Second, Bibi does not understand the point of arms control. The clue is in the name: it’s about limiting arms. It is not a backdoor to regime change. Yet Bibi declared, baldly, that “we can insist that restrictions on Iran’s nuclear program not be lifted for as long as Iran continues its aggression in the region and in the world”. Bibi does not want a nuclear deal; he wants a drastic transformation of Iran’s foreign and security policy.

Don’t we all. But it’s as if the US were to have demanded that the Soviet Union withdraw from Europe, disband the Warsaw Pact, and wind up all international Communism before a single arms control deal could be signed. In fact, the US did extract Soviet pledges on human rights (the Helsinki Final Act), but that was over a decade after their first nuclear agreement. Stuffing every grievance we have with Iran – both legitimate and spurious – into nuclear talks is just another way to sabotage diplomacy.

Third, Bibi misrepresents the nuclear deal on the table. He argues that it “would leave Iran with a vast nuclear infrastructure, providing it with a short break-out time to the bomb”. Yet by his own admission, it would take Iran a whole year just to produce fissile material for a single bomb. If Iran went down this path, it would either have to expel inspectors – giving the game away – or do so under inspectors’ noses, meaning it would get caught within weeks. The world would then have upwards of 11 months to go to the IAEA and UN, ratchet up sanctions, and build up military forces for strikes on Iranian nuclear facilities. The basic question is this: if we knew Iran was sprinting to a bomb, what would be able to do in, say, two years that we cannot do in one? Bibi’s insistence on a complete dismantlement of Iran’s programme sounds tough, but it has little non-proliferation logic.

Fourth, Bibi fails to spell out the alternative. A deal lengthens Iran’s breakout time. A collapse of diplomacy shortens it, because Iran would quickly repudiate the interim deal currently in force and would surely restart its most controversial activities (such as enrichment to higher-grades). Sure, we could counter with yet more sanctions. Bibi insisted, “they’ll be back, because they need the deal a lot more than you do.

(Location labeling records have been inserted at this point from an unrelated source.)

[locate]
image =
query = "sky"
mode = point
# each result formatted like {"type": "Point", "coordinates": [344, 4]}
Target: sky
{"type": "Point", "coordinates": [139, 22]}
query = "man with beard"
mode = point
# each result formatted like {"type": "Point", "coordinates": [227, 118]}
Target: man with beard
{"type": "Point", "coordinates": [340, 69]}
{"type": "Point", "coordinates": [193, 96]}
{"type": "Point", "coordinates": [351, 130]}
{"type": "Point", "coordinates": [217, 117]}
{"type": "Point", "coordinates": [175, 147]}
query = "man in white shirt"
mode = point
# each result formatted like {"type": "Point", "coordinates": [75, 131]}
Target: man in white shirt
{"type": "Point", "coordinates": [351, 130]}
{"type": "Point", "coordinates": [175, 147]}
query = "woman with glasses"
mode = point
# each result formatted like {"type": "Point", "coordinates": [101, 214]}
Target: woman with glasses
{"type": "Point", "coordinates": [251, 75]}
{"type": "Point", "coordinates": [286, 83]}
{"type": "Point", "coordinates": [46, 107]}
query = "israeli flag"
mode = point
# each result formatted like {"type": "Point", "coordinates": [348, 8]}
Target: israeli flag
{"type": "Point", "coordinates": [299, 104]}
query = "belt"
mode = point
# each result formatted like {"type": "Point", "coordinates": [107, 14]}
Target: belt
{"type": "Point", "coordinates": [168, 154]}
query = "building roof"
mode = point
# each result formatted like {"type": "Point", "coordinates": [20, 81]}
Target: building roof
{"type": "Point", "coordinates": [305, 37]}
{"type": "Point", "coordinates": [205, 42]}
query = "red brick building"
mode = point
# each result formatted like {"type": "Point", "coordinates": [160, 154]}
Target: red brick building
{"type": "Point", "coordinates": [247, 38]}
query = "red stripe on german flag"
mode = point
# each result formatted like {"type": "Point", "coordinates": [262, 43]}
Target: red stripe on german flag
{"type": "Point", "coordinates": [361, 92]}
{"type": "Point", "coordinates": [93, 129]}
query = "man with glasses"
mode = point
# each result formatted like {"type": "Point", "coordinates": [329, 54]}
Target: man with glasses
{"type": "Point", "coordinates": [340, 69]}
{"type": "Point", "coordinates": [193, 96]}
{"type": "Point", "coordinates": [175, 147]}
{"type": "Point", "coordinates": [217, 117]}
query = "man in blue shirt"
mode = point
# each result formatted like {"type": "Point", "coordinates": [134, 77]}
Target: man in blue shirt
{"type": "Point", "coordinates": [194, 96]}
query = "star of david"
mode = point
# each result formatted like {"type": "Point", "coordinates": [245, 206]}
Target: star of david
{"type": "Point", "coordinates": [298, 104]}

But Iran could also respond by building up its own bargaining chips: adding enrichment capacity to the point where its breakout time would shrink to dangerous levels – say, weeks. We would then be forced into a preventive war, bombing Iranian facilities – setting back the programme by a couple of years at most – without Iran ever having used those facilities to produce a bomb. Such airstrikes may of course become necessary if Iran violates a future agreement; but they should be a last resort.

In Netanyahu’s story, Iran is an aggressive, expansionist, ideological, and genocidal enemy. Yet his strategy assumes that this very same regime will respond rationally and logically to unending economic sanctions that threaten its survival. Iran is so strong it is taking over the world, yet so weak that no compromise is needed, and victory is possible with a little patience. This story makes no sense, because it is based on caricatures and half-truths. A nuclear deal that leaves Iran with limited enrichment capacity for a decade is imperfect, and it certainly won’t turn Iran into a US ally, but it is better than any plausible alternative.”